After exactly one hour, our time is up and our unique audience with these majestic animals comes to an end. As if the gorillas can sense this, the sitting silverback stands up, passes very close to me and disappears into the bushes, out of the heavy rain.

Thirty-seven years after her death in 1985, the murder of Dian Fossey, who fought so passionately to ensure the survival of these creatures, remains unsolved. Perhaps it was poachers. Today humans are still the only threat to the mountain gorillas. The loss of their natural habitat is one of the most serious challenges that these animals face today. This is why Wilderness is working hard to make the villagers feel an integral part of the enterprise. The annual naming ceremony of the newborn gorilla babies is a memorable event in Bisate village life.
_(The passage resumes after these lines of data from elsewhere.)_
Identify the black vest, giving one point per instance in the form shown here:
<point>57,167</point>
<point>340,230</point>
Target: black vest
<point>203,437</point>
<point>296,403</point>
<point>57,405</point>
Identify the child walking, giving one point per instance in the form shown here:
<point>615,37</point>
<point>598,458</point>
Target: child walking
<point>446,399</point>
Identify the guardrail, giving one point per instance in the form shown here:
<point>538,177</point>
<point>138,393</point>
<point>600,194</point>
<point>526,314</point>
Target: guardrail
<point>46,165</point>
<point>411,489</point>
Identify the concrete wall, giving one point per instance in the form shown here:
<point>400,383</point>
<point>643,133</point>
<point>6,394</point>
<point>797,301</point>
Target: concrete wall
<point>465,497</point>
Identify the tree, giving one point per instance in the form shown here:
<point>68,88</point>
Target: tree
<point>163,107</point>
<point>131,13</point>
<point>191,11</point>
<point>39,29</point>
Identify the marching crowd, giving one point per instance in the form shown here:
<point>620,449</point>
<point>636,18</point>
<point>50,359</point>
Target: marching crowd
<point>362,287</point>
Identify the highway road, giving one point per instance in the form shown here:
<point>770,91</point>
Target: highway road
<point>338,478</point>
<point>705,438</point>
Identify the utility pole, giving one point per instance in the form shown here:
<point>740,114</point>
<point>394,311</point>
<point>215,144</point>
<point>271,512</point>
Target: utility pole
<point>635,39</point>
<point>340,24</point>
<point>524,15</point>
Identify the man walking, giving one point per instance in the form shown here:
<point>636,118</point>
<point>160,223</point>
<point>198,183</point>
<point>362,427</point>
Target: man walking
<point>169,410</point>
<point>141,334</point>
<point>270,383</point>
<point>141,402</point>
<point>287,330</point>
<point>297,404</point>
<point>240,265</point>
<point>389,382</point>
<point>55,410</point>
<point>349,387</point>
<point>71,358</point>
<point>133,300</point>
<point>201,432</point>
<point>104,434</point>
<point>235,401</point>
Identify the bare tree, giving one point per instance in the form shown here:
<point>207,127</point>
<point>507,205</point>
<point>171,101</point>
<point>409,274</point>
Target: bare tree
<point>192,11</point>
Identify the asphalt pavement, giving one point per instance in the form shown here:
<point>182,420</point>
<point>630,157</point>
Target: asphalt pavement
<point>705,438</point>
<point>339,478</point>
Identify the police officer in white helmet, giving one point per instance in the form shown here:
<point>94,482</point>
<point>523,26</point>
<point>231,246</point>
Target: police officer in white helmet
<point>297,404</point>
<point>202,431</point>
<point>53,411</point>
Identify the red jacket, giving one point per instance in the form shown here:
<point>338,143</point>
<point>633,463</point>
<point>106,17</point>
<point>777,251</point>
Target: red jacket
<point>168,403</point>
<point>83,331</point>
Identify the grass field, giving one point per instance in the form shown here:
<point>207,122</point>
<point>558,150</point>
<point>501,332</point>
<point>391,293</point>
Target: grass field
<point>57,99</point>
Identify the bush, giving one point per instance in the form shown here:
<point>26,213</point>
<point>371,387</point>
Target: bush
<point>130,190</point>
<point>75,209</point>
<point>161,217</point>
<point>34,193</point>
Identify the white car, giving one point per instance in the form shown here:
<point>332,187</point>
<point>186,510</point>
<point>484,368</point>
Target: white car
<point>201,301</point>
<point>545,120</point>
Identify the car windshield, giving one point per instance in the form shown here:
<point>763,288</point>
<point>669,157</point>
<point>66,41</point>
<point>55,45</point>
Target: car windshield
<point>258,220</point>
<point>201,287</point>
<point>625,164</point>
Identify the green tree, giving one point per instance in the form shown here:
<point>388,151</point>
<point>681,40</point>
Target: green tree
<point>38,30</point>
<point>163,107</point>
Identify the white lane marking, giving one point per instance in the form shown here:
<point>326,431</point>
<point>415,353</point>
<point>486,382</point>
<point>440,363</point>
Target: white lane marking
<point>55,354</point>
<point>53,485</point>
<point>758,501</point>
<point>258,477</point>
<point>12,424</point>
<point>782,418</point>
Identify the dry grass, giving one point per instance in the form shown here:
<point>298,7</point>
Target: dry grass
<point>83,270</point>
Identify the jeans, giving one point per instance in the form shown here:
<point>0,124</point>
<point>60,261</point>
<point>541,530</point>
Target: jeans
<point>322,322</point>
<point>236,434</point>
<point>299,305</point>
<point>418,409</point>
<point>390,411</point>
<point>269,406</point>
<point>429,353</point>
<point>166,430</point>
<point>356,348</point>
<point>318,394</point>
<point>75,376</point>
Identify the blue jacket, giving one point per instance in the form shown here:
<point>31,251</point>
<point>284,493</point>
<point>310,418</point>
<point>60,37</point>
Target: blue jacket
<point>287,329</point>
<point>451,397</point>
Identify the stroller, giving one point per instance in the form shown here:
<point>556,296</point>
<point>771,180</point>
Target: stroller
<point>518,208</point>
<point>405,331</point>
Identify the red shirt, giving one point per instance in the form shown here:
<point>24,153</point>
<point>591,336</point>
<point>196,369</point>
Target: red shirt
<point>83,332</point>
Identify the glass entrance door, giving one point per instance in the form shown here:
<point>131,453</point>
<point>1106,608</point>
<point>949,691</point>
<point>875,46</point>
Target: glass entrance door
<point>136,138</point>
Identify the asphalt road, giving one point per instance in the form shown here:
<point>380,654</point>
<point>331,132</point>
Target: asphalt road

The villagers are already very proud of the ambitious Wilderness undertaking and supportive of the large reforestation project around Wilderness Bisate Lodge, which will significantly expand the mountain gorillas’s habitat. “Our goal is to substantially extend the boundaries of the national park to provide more space for the mountain gorillas to spread out. Our lodge will then be right in the heart of the rainforest,” says Ryan, who manages Wilderness Bisate.

Before I leave, I am allowed to plant a tree, an African redwood with a lifespan of up to 250 years. It is one of the mountain gorillas’ favorite trees. To monitor the progress of the reforestation project, Wilderness has set up cameras around the lodge. The first two mountain gorillas were spotted exploring the area just two days before my arrival!